🎯Basically, a flaw in LMDeploy lets hackers access sensitive data quickly.
What Happened
A serious security flaw in LMDeploy, an open-source toolkit used for deploying and serving large language models (LLMs), has been actively exploited within just 13 hours of its public disclosure. The vulnerability, identified as CVE-2026-33626, has a CVSS score of 7.5, indicating a high severity level. It involves a Server-Side Request Forgery (SSRF) vulnerability that allows attackers to access sensitive data.
The Flaw
The issue resides in the load_image() function within LMDeploy's vision-language module. This function fetches arbitrary URLs without properly validating internal or private IP addresses. As a result, attackers can exploit this flaw to access cloud metadata services, internal networks, and other sensitive resources. All versions of the toolkit up to 0.12.0 are affected.
Who's Behind It
The vulnerability was discovered and reported by Igor Stepansky, a researcher at Orca Security.

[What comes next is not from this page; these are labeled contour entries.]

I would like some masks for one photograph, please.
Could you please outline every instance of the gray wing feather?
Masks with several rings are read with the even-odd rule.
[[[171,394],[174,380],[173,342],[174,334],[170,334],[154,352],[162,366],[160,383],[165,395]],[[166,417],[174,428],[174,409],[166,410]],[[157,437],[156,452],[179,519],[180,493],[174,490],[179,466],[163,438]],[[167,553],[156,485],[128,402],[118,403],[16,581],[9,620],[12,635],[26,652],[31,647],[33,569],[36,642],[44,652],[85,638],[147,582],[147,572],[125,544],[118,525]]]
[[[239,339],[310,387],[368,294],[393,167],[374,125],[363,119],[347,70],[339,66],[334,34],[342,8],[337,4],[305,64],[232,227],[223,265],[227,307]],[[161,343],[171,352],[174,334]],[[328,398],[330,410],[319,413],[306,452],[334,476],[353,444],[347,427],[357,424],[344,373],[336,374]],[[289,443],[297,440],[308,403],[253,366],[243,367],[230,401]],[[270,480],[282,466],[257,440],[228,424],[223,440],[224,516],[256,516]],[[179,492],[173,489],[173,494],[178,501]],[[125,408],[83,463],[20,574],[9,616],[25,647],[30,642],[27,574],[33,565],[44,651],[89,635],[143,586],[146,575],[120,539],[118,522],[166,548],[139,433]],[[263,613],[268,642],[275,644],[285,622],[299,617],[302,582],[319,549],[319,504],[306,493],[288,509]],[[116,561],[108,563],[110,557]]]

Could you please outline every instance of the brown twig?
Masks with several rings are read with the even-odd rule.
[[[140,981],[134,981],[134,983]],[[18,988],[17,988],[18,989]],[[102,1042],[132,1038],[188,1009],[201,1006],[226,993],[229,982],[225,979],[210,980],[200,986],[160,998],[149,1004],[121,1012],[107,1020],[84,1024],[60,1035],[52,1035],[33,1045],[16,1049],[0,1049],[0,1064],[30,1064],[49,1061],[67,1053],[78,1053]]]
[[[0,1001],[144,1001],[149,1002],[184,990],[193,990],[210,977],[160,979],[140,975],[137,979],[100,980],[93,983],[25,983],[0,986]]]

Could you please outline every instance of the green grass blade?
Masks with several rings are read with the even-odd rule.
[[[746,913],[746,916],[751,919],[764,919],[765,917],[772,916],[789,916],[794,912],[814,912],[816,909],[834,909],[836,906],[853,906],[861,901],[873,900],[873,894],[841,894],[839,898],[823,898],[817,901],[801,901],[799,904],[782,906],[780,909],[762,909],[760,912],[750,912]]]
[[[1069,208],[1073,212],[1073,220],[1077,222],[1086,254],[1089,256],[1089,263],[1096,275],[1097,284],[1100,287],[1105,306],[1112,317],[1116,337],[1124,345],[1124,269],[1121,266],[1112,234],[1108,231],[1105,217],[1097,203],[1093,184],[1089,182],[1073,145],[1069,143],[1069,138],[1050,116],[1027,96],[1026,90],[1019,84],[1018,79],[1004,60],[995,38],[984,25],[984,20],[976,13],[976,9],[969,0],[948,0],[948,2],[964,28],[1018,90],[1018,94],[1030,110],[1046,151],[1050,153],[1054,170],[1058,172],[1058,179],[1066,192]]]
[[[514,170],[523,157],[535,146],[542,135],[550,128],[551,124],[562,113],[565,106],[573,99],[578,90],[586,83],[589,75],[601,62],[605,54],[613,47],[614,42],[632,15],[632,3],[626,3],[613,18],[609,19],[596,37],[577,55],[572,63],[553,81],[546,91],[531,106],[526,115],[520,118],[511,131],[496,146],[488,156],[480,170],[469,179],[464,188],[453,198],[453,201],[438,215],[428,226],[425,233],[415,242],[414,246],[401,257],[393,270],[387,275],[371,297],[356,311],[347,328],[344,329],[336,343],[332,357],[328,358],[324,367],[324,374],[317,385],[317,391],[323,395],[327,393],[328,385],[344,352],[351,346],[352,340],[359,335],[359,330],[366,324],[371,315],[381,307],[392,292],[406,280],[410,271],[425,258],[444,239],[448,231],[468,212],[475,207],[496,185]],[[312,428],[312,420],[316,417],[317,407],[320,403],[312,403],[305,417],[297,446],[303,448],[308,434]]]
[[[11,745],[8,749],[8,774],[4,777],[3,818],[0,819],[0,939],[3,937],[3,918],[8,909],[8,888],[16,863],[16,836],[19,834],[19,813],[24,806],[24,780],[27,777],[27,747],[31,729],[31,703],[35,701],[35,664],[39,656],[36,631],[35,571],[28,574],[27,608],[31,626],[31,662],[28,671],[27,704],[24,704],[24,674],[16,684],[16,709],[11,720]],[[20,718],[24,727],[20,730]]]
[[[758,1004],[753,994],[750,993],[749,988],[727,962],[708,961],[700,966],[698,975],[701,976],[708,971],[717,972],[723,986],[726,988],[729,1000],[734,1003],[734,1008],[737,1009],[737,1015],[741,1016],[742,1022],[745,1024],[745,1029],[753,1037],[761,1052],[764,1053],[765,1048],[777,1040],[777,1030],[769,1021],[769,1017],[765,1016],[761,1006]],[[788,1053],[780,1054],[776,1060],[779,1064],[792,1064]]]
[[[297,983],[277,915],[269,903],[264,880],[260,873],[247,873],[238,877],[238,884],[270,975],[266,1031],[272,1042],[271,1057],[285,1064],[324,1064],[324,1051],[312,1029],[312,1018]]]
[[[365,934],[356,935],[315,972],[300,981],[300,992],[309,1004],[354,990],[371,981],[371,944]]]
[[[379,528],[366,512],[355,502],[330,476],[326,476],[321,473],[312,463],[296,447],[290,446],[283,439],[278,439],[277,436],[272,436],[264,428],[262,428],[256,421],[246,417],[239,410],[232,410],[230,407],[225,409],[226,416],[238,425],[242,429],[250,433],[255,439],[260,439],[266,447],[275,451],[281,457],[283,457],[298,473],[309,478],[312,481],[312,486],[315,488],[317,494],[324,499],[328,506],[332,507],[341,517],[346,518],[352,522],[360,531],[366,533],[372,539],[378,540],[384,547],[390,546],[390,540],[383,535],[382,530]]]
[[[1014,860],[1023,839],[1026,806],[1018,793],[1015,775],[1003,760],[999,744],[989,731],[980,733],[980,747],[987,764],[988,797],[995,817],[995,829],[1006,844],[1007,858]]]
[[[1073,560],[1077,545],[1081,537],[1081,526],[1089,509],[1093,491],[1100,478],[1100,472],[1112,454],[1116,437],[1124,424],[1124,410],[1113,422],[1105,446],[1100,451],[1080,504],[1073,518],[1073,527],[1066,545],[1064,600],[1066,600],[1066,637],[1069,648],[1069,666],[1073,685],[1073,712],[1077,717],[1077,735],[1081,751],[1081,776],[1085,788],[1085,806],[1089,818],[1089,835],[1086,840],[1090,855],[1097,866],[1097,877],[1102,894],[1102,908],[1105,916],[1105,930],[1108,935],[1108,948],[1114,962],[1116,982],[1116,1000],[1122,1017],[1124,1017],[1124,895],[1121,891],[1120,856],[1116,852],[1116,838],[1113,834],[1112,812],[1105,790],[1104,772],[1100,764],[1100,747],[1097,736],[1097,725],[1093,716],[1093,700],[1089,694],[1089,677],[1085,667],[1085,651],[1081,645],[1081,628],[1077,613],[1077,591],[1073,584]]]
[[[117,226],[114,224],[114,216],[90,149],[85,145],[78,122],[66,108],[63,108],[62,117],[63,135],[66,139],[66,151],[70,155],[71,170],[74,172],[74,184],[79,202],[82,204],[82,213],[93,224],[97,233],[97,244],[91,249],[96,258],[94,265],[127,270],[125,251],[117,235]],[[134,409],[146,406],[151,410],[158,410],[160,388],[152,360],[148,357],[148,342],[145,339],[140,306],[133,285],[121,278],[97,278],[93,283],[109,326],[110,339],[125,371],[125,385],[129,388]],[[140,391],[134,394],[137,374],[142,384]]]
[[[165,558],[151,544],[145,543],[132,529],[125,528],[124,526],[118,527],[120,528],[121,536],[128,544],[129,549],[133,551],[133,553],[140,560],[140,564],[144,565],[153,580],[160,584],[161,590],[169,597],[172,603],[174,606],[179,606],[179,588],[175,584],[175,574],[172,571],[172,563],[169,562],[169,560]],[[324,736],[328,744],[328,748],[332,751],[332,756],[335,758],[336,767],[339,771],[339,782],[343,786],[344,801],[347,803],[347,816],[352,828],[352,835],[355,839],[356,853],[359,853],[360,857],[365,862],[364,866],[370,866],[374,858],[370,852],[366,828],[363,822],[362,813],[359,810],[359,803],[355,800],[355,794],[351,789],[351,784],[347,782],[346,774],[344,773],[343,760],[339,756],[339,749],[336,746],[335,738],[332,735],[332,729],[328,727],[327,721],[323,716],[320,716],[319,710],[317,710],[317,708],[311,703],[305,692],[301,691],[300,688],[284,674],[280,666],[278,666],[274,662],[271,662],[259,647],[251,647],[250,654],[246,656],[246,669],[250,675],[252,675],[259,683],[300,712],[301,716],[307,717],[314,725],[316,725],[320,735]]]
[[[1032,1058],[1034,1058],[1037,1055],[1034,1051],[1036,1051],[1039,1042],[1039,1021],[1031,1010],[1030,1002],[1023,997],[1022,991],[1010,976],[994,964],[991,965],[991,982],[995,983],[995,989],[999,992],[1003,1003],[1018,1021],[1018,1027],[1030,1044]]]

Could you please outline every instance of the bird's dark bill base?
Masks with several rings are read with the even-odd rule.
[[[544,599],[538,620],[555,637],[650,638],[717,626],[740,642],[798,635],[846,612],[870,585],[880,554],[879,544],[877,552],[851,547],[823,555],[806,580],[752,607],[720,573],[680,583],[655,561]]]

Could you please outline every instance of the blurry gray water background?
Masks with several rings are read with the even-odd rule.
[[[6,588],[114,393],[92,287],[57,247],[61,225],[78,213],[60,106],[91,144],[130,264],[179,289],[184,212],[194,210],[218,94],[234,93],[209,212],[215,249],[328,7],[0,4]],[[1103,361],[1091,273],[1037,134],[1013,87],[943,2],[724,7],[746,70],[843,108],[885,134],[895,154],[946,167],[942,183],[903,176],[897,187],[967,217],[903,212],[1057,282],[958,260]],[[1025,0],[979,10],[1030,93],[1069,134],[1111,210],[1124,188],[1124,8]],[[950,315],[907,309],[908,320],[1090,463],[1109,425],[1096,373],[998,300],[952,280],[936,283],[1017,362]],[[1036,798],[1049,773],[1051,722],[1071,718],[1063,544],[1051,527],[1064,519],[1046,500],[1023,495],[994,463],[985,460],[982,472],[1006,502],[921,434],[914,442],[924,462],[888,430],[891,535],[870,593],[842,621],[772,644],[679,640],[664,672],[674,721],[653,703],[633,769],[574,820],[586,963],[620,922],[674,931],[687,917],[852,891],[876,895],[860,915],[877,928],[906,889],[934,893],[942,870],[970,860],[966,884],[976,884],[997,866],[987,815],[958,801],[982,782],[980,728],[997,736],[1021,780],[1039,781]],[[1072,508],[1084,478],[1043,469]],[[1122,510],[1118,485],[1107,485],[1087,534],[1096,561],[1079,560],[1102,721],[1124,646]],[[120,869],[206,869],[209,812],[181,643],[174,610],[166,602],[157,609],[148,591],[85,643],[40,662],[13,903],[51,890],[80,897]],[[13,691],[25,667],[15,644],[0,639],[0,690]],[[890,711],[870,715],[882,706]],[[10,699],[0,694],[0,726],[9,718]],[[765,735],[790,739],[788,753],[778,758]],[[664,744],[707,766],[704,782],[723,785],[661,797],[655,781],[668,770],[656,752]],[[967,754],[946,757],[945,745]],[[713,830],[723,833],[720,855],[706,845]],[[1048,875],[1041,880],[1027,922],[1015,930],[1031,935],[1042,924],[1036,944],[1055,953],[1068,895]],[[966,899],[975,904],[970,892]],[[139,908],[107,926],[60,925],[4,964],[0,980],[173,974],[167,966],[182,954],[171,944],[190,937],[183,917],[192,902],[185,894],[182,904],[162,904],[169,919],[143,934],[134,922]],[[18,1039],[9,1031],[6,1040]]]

Their analysis revealed that the first exploitation attempt was detected just 12 hours and 31 minutes after the vulnerability was made public on GitHub.
Tactics & Techniques
The attacker initiated a sophisticated exploitation attempt by leveraging the vision-language image loader as an HTTP SSRF primitive to port-scan the internal network. The attack unfolded over ten distinct requests in a single eight-minute session, targeting various internal services such as AWS Instance Metadata Service (IMDS) and Redis. The attacker also tested egress capabilities with an out-of-band DNS callback to confirm the SSRF vulnerability.
Defensive Measures
This incident highlights the urgent need for organizations using LMDeploy to apply patches immediately. The rapid exploitation of this vulnerability serves as a stark reminder that threat actors are closely monitoring new vulnerability disclosures and acting before users can implement fixes. Organizations should also consider implementing additional security measures, such as network segmentation and monitoring for unusual traffic patterns.
Conclusion
The swift exploitation of CVE-2026-33626 underscores a troubling trend in the AI infrastructure space, where critical vulnerabilities are weaponized almost immediately after disclosure. This pattern emphasizes the importance of proactive vulnerability management and the need for organizations to stay vigilant against emerging threats.
🔒 Pro insight: The rapid exploitation of CVE-2026-33626 highlights the need for immediate patching and proactive monitoring in AI infrastructure.